I only need one person to like a piece of my art enough to buy it.
Single-person audience.
I don’t need to appeal to masses.
Just one.
Eye on the prize.
My mom says, "call on your ancestors," after we talk about personal growth.
I'm not all good, I'm not all bad. I'm some quasi-grayscale persona wandering this dirt patch.
Aren't we all?
I'm still discovering that we all are.
Climbed the hill yesterday. Like a champ. Cried a lil too.
Still crying a little today realizing the gravity of, “I made it out alive.” Genuinely thought I wouldn’t and that’s a terrible place to exist.
Good or bad cries don't really matter.
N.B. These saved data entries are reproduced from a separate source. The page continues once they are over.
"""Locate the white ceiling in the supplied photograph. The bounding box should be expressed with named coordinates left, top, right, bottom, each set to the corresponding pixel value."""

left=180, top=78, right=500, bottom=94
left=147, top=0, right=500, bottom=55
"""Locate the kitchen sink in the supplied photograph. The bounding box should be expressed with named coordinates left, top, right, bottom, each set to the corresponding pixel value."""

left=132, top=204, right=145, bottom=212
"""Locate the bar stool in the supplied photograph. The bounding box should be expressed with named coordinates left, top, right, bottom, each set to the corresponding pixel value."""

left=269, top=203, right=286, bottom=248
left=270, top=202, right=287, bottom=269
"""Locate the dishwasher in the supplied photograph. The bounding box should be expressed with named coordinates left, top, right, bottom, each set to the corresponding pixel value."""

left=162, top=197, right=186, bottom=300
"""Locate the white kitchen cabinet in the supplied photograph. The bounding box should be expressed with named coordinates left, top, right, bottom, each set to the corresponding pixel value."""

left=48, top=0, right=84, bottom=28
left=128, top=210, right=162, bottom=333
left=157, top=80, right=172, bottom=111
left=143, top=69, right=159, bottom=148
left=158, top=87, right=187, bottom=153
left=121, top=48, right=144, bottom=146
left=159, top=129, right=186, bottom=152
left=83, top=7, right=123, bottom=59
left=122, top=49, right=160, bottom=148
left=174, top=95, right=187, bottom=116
Let it all go back to the universe collective.
Cotton fabric for $13 / yard is criminal. Fuck that.
Gave away my howlite. It told me it was time to go, tucked into their pocket sweetly and playfully.
“Did you put something in my pocket?”
“Yes, yes I did!” with a childlike smile.
Dora trying to decide if she wants to stay or go. Obnoxiously hot in the sun next to me. But the shade is too far from my company.
She's still adapting to desert dog mode.
Clothes drying in the sun.
Tanning my cheeks.
Text message from Bubble Boy, more adventures. Gotta write that (picture) book too!
Have a whole shelf to fill. One book up there sitting still.
A long way to go and so close, thankfully.